Darkened flight schedule monitors hang above a motionless baggage carousel across from an abandoned rental car counter. A vacant 200-seat terminal leads to a gate where a new jetway faces an empty tarmac.
Not long ago, Boeing 737s landed on the 7,000-foot runway at St. Cloud Regional Airport. These days it serves private planes and corporate jets.
But population growth north of the Twin Cities, and expectations of more airplane noise in the south metro, have now spurred calls to use St. Cloud as an alternative to Minneapolis-St. Paul International Airport for some nonstop commercial flights to Chicago or other cities.
"I see no reason at all not to do this," said Mike Landy, a member of the Metropolitan Airports Commission (MAC). "The dollars have been spent on this airport already."
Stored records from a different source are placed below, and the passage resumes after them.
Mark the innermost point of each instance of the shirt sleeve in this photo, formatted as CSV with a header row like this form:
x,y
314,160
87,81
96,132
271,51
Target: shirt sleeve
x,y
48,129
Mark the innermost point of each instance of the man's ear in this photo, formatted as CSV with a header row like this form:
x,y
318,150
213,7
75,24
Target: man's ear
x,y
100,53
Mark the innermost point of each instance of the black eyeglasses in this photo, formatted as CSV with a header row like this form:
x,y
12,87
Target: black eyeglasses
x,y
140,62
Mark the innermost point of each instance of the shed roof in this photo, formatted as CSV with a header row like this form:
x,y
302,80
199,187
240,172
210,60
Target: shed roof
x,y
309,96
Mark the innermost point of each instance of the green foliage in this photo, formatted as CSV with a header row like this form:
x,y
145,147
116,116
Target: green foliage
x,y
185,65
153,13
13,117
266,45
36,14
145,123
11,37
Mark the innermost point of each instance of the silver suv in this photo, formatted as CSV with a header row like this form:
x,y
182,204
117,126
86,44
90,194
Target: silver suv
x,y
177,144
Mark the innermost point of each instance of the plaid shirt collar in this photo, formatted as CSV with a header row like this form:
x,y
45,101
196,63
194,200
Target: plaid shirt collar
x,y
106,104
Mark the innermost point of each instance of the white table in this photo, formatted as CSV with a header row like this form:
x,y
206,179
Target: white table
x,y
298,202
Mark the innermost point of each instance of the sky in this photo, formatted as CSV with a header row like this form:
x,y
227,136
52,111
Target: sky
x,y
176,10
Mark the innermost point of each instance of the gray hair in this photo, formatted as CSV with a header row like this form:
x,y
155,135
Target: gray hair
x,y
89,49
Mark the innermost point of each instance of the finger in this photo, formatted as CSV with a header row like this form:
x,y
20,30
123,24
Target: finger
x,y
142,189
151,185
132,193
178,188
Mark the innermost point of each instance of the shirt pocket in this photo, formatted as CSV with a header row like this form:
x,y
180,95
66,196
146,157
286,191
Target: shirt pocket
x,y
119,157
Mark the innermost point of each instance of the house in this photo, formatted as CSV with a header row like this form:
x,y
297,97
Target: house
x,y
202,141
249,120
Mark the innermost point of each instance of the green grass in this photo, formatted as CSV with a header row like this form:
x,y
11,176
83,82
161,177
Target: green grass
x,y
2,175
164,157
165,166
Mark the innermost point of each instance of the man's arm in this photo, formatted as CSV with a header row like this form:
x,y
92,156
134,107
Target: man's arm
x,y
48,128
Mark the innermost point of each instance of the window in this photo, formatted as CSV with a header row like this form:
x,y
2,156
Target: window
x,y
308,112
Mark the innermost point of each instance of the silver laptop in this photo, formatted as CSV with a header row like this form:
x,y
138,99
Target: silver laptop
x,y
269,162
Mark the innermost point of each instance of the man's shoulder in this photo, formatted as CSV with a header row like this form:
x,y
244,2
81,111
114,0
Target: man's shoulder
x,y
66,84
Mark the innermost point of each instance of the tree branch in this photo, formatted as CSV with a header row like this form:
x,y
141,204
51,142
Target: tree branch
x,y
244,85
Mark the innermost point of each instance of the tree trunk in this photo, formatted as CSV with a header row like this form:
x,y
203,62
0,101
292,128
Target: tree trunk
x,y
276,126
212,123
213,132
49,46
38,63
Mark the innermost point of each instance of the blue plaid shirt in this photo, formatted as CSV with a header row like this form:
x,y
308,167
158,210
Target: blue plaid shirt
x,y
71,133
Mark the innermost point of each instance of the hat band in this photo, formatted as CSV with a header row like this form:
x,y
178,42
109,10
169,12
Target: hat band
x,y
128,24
The idea is being proposed as the Minneapolis-St. Paul Airport embarks on a $2 billion, 20-year expansion expected to increase its air traffic by nearly 200,000 flights a year. Half of the increased flights will be over south Minneapolis, Richfield, Burnsville and other southern or southeastern suburbs -- places already bearing the brunt of airport noise.
"This is the time to stand back," said Minneapolis Mayor R.T. Rybak, who launched his political career as an airport noise opponent. "We should be asking the big questions now about whether there isn't another strategy ... a multiple airport strategy for this state that can diffuse traffic but also increase capacity and lift economic development outside the metro."
The call for a new approach comes as DFL Gov. Mark Dayton is reshaping the MAC. He picked attorney Daniel Boivin, Rybak's former delegate on the commission, as chairman.
"It's a tragedy that we have an empty airport up in St. Cloud," Boivin said recently. He stopped short of endorsing it as a viable alternative to MSP for some commercial flights.